— Что это ты сегодня такой сияющий? — спросил меня Марк, когда я вернулся.
— Я так выгляжу?
— Кельнерша за тысячу долларов, — ответил Марк.
— Я ездил смотреть собаку, которую я ей купил.
— Интересно было бы познакомиться с этой девушкой.
— Нет ничего проще, — сказал я и поднял телефонную трубку.
Бобби удивилась, что я снова звоню так скоро. Я предложил устроить двойное свидание — мы с Марком плюс Бобби с Моникой — в «Золотом роге». Марк весь вечер всех смешил, и Бобби, я уверен, была ему за это так же благодарна, как я: он не давал нам погрузиться в грустные воспоминания. Из ресторана Марк ушел с Моникой, а я повез Бобби домой. Я боялся обратного путешествия в такси, но напрасно: Бобби была холодна и спокойна, и я, к собственному удивлению, заговорил о своей нынешней и в то же время давней дилемме: идти ли мне осенью на юридический факультет или еще год проработать у Голдхендлера?
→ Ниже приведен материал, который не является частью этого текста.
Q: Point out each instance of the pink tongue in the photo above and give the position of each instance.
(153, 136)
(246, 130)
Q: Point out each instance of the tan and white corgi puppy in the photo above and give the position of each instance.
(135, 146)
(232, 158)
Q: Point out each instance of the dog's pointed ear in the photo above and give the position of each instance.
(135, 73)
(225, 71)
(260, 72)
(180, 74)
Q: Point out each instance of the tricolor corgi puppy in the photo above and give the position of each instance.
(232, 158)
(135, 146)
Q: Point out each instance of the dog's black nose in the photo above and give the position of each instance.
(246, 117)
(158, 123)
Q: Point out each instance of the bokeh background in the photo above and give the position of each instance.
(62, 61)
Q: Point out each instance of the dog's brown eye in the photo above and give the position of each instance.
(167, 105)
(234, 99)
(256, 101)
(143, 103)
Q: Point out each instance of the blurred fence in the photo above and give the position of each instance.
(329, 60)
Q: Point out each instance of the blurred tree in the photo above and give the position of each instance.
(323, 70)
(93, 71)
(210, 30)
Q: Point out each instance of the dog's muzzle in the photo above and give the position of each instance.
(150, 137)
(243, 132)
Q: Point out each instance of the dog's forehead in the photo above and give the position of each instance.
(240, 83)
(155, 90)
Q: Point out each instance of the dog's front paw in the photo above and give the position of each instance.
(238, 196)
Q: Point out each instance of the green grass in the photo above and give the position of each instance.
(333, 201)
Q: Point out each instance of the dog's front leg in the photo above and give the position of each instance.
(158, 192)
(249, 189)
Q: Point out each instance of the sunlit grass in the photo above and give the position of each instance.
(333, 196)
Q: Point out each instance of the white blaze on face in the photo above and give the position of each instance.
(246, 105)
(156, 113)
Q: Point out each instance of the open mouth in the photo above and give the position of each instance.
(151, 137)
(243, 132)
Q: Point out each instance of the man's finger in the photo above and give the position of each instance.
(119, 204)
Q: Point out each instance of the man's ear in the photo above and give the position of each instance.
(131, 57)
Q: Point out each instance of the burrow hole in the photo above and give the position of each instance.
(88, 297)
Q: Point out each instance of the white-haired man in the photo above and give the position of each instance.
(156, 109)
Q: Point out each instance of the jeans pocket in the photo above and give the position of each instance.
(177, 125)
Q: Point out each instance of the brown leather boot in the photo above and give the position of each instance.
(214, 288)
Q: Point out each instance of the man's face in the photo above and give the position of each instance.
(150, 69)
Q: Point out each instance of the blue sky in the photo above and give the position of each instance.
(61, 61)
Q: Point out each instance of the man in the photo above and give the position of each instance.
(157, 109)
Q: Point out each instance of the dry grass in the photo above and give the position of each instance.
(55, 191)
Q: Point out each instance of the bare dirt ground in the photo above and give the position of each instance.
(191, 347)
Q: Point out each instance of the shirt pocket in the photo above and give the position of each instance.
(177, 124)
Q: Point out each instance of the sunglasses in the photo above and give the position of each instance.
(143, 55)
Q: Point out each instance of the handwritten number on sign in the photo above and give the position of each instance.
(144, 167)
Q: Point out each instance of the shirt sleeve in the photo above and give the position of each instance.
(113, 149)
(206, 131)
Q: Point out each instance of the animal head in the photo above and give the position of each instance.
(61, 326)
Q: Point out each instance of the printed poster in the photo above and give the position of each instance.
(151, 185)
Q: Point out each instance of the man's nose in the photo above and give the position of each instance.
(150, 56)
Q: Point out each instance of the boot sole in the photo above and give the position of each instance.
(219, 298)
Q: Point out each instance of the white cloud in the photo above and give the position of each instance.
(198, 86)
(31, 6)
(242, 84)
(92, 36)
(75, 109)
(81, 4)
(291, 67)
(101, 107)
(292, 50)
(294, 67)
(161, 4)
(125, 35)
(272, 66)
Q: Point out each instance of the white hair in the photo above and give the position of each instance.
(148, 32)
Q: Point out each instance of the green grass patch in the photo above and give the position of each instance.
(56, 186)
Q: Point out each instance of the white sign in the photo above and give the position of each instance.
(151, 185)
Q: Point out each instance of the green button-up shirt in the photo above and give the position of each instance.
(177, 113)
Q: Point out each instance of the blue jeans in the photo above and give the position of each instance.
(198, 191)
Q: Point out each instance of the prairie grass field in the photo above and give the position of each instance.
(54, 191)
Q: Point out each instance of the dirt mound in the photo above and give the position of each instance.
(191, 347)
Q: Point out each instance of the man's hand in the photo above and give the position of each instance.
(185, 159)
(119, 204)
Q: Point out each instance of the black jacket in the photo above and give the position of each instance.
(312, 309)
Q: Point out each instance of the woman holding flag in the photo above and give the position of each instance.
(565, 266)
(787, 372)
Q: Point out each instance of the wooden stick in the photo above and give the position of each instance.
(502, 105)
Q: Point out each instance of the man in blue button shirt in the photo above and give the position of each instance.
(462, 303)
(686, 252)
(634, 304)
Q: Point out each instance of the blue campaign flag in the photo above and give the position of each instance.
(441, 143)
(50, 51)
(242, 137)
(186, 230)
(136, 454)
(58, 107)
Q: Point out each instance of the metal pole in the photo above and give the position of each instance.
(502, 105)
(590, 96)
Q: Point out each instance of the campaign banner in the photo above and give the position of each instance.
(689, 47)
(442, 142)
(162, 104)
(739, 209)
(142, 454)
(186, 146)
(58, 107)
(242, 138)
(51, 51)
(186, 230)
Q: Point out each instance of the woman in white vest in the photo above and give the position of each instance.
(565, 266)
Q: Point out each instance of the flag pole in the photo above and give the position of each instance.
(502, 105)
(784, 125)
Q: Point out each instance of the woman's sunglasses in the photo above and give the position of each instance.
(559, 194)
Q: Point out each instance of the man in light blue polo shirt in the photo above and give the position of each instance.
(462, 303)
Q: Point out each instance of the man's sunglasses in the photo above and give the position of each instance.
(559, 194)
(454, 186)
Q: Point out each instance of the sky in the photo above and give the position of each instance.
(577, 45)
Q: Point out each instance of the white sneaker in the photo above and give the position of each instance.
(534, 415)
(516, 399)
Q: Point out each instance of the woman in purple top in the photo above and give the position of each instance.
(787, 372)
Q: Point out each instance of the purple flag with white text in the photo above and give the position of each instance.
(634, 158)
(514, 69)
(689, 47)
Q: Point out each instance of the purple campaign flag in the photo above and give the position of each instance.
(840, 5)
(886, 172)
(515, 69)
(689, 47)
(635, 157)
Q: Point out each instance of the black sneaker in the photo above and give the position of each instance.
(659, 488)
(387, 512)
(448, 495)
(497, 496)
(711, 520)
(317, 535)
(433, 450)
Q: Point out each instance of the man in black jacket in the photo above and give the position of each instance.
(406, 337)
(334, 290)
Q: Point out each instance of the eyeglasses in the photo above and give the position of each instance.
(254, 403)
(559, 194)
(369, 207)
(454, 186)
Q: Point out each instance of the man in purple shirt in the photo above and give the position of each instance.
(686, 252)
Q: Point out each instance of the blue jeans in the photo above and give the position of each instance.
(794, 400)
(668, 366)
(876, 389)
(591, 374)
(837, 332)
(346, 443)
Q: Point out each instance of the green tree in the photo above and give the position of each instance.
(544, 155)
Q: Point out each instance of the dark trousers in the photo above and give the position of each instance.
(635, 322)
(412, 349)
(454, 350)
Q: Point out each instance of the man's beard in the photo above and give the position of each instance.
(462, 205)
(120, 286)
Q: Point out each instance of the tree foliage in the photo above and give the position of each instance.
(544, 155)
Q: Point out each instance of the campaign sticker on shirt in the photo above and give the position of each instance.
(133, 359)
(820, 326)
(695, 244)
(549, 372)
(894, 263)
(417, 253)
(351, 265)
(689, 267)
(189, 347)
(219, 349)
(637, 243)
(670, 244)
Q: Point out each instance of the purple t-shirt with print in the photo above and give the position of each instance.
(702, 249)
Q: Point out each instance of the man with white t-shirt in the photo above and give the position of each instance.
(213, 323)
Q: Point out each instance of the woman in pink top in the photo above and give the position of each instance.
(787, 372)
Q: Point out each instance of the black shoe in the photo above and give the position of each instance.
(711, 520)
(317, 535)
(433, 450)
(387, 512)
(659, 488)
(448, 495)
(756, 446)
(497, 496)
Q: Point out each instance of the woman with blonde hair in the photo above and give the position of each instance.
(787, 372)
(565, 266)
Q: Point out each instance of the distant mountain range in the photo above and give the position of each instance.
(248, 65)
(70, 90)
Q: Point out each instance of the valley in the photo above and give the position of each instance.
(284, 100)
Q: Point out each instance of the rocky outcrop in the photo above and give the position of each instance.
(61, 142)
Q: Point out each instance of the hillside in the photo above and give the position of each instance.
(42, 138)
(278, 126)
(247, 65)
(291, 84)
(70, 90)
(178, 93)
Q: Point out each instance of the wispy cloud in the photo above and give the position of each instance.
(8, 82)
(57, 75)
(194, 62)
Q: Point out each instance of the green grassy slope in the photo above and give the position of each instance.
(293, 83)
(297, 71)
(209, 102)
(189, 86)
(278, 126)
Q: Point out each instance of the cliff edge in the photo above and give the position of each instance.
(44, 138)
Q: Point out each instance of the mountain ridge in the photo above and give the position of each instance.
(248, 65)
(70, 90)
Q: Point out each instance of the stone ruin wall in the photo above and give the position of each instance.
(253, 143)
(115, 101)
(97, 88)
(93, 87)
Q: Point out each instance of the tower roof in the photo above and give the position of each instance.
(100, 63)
— Милый, если ты меня спрашиваешь, — сказала Бобби, — то, по-моему, поработай еще у Голдхендлера, чтобы скопить денег на учение. У твоего отца здоровье уже не богатырское, нехорошо было бы, если бы ты сел ему на шею. И вообще, тебе же нравится мистер Голдхендлер, и работать у него интересно; твоей жизни можно просто позавидовать — в те дни, когда какая-нибудь дурочка не портит тебе кровь.
Мы поглядели друг на друга в свете уличных фонарей. «Эта дурочка меня насквозь видит», — подумал я и сказал:
— А что, разве кто-нибудь жалуется?
Когда такси остановилось у ее дома, мы пожали друг другу руки.
— Это был отличный вечер, — сказала Бобби. — Твой друг Марк очень понравился Монике. Он очень остроумный. Не то что твой бука Питер.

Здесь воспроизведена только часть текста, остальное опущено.